Bayesian Entropy Neural Networks for Physics-Aware Prediction
This addresses the need for more reliable surrogate models in physics and engineering applications, though it is incremental as it builds on existing Bayesian neural network and constraint methods.
The paper tackles the problem of integrating constraints into deep learning models for physics-aware prediction by introducing Bayesian Entropy Neural Networks (BENN), which improves robustness and reliability in applications like beam deflection modeling and microstructure generation.
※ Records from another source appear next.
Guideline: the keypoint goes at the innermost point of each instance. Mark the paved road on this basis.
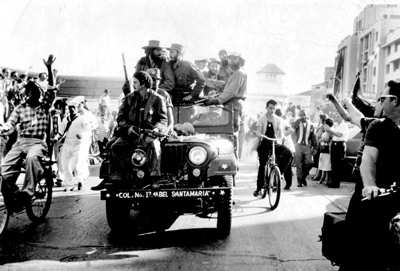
(76, 236)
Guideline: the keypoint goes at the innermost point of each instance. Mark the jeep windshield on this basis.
(201, 116)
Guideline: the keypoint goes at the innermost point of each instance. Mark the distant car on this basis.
(197, 175)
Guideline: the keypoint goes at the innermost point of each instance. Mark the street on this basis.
(76, 235)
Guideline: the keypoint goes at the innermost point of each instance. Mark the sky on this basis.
(88, 36)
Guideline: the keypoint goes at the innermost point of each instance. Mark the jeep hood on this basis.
(220, 144)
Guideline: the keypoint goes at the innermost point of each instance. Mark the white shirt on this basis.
(44, 84)
(342, 128)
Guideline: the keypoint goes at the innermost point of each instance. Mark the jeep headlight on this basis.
(197, 155)
(138, 158)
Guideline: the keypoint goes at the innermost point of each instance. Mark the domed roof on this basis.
(271, 69)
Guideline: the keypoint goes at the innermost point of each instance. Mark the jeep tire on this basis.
(224, 216)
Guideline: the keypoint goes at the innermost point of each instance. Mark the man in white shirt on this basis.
(339, 134)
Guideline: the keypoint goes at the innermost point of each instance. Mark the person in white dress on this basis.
(74, 155)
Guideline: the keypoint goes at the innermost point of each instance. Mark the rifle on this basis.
(125, 72)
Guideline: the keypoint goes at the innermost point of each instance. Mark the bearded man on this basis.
(234, 95)
(189, 81)
(156, 59)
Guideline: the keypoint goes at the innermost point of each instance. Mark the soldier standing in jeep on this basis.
(144, 109)
(234, 94)
(186, 74)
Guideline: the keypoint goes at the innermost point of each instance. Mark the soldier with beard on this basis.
(213, 81)
(155, 59)
(224, 71)
(189, 81)
(234, 94)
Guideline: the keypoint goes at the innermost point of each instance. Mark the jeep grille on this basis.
(173, 158)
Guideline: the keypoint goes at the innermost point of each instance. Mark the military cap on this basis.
(177, 47)
(153, 44)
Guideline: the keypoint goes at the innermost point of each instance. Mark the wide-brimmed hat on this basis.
(155, 73)
(214, 60)
(153, 44)
(203, 60)
(176, 46)
(238, 55)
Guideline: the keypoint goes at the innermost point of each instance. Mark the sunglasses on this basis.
(383, 98)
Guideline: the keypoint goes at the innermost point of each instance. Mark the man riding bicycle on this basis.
(271, 126)
(31, 118)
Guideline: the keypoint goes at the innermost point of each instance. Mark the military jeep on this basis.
(197, 173)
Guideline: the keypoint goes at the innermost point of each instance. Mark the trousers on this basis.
(303, 161)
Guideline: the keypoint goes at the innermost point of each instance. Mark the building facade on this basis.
(391, 50)
(366, 51)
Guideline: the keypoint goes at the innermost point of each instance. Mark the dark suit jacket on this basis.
(147, 113)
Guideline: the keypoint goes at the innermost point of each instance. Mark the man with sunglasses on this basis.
(369, 221)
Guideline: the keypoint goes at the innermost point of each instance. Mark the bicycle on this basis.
(272, 178)
(39, 205)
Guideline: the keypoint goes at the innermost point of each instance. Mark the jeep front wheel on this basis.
(117, 215)
(224, 216)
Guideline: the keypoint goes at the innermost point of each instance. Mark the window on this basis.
(396, 64)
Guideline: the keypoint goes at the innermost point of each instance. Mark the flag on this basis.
(338, 74)
(361, 104)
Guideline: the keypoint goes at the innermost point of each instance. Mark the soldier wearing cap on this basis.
(156, 59)
(186, 75)
(234, 94)
(225, 70)
(201, 64)
(156, 76)
(214, 84)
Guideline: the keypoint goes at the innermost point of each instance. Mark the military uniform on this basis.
(167, 75)
(233, 95)
(147, 112)
(186, 75)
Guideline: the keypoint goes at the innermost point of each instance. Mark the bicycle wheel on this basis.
(4, 215)
(274, 187)
(38, 208)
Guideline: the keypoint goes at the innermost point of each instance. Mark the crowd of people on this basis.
(304, 144)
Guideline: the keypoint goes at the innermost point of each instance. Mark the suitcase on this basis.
(334, 236)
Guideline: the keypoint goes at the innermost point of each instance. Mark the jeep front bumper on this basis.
(165, 194)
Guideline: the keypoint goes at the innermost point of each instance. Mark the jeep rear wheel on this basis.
(224, 217)
(117, 215)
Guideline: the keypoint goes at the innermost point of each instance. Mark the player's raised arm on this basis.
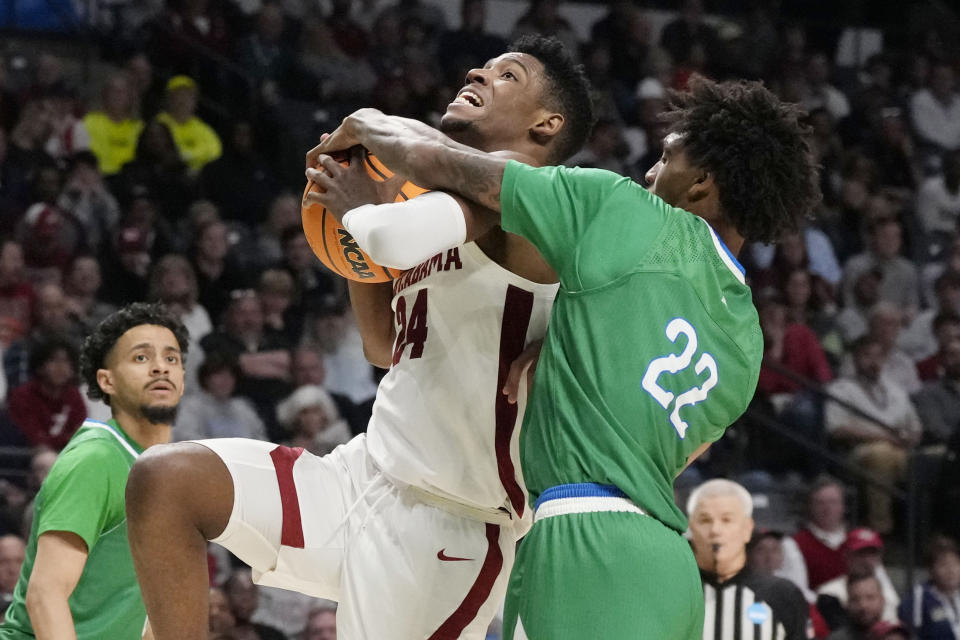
(423, 154)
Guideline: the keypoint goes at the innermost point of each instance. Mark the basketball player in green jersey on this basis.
(653, 346)
(77, 579)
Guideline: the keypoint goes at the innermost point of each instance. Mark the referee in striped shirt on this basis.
(739, 604)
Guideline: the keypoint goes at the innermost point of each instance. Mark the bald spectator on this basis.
(81, 286)
(17, 295)
(198, 143)
(820, 540)
(933, 610)
(865, 609)
(878, 445)
(935, 109)
(115, 128)
(321, 623)
(863, 550)
(244, 597)
(899, 282)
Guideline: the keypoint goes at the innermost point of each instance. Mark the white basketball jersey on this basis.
(440, 421)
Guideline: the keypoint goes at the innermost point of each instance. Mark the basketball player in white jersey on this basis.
(412, 526)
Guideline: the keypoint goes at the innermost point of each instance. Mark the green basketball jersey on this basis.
(654, 345)
(84, 494)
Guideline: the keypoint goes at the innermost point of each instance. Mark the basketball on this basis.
(334, 245)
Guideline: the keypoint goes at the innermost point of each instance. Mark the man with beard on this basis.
(77, 579)
(411, 527)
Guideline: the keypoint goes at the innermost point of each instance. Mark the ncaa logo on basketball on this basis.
(353, 255)
(758, 613)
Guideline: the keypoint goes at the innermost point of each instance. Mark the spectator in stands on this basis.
(865, 609)
(215, 412)
(212, 262)
(51, 319)
(852, 321)
(174, 283)
(543, 17)
(48, 408)
(938, 200)
(307, 368)
(81, 287)
(312, 421)
(885, 325)
(114, 130)
(264, 359)
(322, 623)
(244, 597)
(158, 168)
(459, 50)
(899, 284)
(946, 327)
(241, 183)
(878, 443)
(863, 549)
(86, 197)
(920, 340)
(935, 110)
(819, 542)
(197, 141)
(938, 403)
(721, 525)
(933, 610)
(128, 264)
(17, 295)
(821, 92)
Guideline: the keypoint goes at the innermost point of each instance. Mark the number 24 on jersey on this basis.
(673, 363)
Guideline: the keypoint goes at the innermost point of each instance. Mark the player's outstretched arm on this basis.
(423, 154)
(371, 307)
(61, 556)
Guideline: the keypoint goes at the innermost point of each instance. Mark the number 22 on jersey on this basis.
(674, 363)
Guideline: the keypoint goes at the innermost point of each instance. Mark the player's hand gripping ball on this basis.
(334, 245)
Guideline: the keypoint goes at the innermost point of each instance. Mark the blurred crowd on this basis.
(171, 172)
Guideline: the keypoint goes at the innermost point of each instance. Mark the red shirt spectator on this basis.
(48, 408)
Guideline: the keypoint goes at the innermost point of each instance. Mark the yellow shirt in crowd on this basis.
(197, 141)
(114, 143)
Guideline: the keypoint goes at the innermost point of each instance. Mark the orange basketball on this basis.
(334, 245)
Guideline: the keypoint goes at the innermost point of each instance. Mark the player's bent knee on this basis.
(182, 481)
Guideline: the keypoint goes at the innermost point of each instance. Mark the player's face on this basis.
(144, 373)
(720, 523)
(673, 174)
(499, 101)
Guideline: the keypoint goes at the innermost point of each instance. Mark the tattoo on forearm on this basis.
(474, 176)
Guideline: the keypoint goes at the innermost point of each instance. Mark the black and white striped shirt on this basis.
(750, 606)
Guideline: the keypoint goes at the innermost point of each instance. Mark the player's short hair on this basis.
(757, 150)
(567, 91)
(720, 487)
(99, 344)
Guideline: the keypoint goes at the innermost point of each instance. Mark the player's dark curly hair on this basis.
(97, 346)
(757, 150)
(567, 92)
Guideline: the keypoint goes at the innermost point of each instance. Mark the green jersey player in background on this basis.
(653, 346)
(77, 579)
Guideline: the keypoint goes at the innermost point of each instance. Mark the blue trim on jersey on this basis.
(736, 262)
(580, 490)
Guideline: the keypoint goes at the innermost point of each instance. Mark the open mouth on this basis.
(469, 98)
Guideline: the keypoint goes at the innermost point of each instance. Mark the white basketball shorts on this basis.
(335, 527)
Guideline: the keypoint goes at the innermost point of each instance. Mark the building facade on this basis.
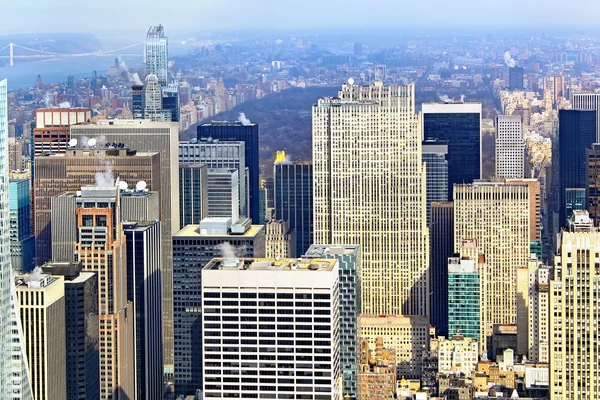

This paper addresses the need for deep learning models to integrate well-defined constraints into their outputs, driven by their application in surrogate models, learning with limited data and partial information, and scenarios requiring flexible model behavior to incorporate non-data sample information. We introduce Bayesian Entropy Neural Networks (BENN), a framework grounded in Maximum Entropy (MaxEnt) principles, designed to impose constraints on Bayesian Neural Network (BNN) predictions. BENN is capable of constraining not only the predicted values but also their derivatives and variances, ensuring a more robust and reliable model output. To achieve simultaneous uncertainty quantification and constraint satisfaction, we employ the method of multipliers approach. This allows for the concurrent estimation of neural network parameters and the Lagrangian multipliers associated with the constraints. Our experiments, spanning diverse applications such as beam deflection modeling and microstructure generation, demonstrate the effectiveness of BENN. The results highlight significant improvements over traditional BNNs and showcase competitive performance relative to contemporary constrained deep learning methods.